30 de dez. de 2011

As Visões do Profeta Negro / S-VHS, 16mm e super 8mm / 7 minutos / 1999

Clique AQUI para ver o vídeo.


1998. No material em Super 8mm disponibilizado pelo Nilo Cezar, como relatei no post anterior, além das imagens da Banda Daki havia uma série de imagens feitas pelas ruas de Juiz de Fora, na década de 80. Identifiquei dois temas recorrentes: os marginalizados (mendigos, loucos, crianças abandonadas) e a paisagem arquitetônica da cidade. Me impressionaram de maneira particular as imagens dos prédios que, à época em que as imagens foram feitas, estavam ameaçados de demolição e que inspiraram movimentos em sua defesa: a Casa do Bispo e a Capela do Stela Matutina. Ambos foram realmente demolidos ainda na década de 80, apesar dos protestos, fato que conferia a estas imagens um significativo valor histórico.

Juntou-se a este material, uma série de filmes em 16mm que registravam os primeiros anos da UFJF na década de 60, filmes que encontrei jogados num armário da faculdade. Resgatei estas imagens e fiz uma "telecinagem" artesanal do material, transcrevendo-o para VHS, por pedido da minha professora à época Christina Musse. Não tenho a menor ideia de onde se encontram hoje os originais em 16mm, mas ainda conservo a cópia que fiz em vídeo. Entre estas imagens havia o registro de festivais de cultura popular, pomposas cerimônias oficiais e acadêmicas, concertos musicais, saraus de poesia e coquetéis em galerias de arte, além de uma fantástica panorâmica aérea da cidade.
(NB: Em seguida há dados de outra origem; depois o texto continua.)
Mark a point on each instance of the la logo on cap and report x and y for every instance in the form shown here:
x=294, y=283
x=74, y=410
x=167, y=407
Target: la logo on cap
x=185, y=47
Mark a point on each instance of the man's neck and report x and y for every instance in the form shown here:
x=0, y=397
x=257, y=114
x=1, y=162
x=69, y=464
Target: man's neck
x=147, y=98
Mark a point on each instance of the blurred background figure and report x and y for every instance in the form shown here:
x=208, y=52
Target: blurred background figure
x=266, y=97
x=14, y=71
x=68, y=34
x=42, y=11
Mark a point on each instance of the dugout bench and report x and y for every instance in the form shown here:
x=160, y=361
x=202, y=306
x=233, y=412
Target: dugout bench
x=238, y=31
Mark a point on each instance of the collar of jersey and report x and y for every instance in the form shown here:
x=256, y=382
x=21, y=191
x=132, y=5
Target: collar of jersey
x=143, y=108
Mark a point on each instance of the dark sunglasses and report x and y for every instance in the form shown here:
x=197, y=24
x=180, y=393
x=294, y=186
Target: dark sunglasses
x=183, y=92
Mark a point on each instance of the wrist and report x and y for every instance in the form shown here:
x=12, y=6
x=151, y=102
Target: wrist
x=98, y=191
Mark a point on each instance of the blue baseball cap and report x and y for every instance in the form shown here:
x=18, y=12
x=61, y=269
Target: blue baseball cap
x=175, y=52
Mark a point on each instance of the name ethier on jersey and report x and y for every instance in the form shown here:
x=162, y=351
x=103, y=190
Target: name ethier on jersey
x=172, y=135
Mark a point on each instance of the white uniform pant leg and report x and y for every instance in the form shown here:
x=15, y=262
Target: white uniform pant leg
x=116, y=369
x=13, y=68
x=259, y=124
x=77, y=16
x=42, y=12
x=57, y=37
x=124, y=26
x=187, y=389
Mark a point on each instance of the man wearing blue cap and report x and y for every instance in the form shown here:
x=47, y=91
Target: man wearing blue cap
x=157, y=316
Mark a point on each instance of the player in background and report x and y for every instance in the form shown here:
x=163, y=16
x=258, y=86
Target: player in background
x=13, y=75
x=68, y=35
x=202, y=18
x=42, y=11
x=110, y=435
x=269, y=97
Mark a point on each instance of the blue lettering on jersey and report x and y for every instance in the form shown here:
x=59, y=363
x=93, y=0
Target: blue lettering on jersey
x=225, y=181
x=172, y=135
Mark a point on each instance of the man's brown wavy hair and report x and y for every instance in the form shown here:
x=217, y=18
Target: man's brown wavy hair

Percebi que tinha em mãos a possibilidade de compor com todas estas imagens uma espécie de painel antropológico de Juiz de Fora. Naquele distante 1998, a cidade acabara de receber a fábrica de carros da Mercedez Benz e havia uma grande euforia, com a expectativa de que Juiz de Fora retomaria sua antiga vocação desenvolvimentista e vanguardista. Um pouco inspirados pelo movimento Mangue Beat, do Chico Science, eu e alguns colegas de faculdade observávamos estes fatos e acompanhávamos a vida cultural da cidade com um misto de sarcasmo e ceticismo. Reconhecíamos o aspecto algo cosmopolita de Juiz de Fora, mas percebíamos a permanência de uma mentalidade predominantemente provinciana, que dificultava a existência de expressões culturais mais contundentes. Eu traduzi esta impressão com uma frase: "Juiz de Fora é uma cidade parada no meio do caminho entre o curral e Metrópole". Meu amigo Leo Ribeiro, de maneira mais sintética, sentenciou: "Juiz de Fora é uma 'mutrópole' (palavra criada por ele e que mistura da onomatopeia 'mu', traduzindo o mugido da vaca, e a palavra 'metrópole')."

A partir desta ideia de uma "mutrópole" (ou cidade vaca, ao mesmo tempo cosmopolita e provinciana) passamos a orientar quase tudo o que fazíamos: desenhos, quadrinhos, fanzines, letras de música e vídeos. Assim, reuni todas aquelas imagens às quais já me referi, produzi mais algumas imagens de prédios e ruas emblemáticos da cidade, criei um texto e compus este mosaico que batizei de AS VISÕES DO PROFETA NEGRO. Nas imagens de Nilo Cezar, um indivíduo aparentemente louco profere um discurso com as mãos erguidas ao céu, como um profeta obscuro e decadente nas ruas de Juiz de Fora. Me pareceu uma excelente imagem inicial, já que desconfiávamos das "profecias" otimistas que proliferavam entre políticos, empresários e intelectuais, em relação a um futuro promissor para Juiz de Fora. A ideia geral do vídeo é de que as entranhas da cidade, suas misérias e seu conservadorismo, pudessem ser vistas através das suntuosas janelas de prédios neo-clássicos e modernas fachadas de vidro. Aliás, vislumbrei esta imagem síntese depois de um porre no Bar 620, onde íamos quase todas as noites e conversávamos sobre estas ideias.

O vídeo participou de uns dez festivais nacionais em 1999 e foi exibido algumas vezes pela TV Cultura no programa ZOOM.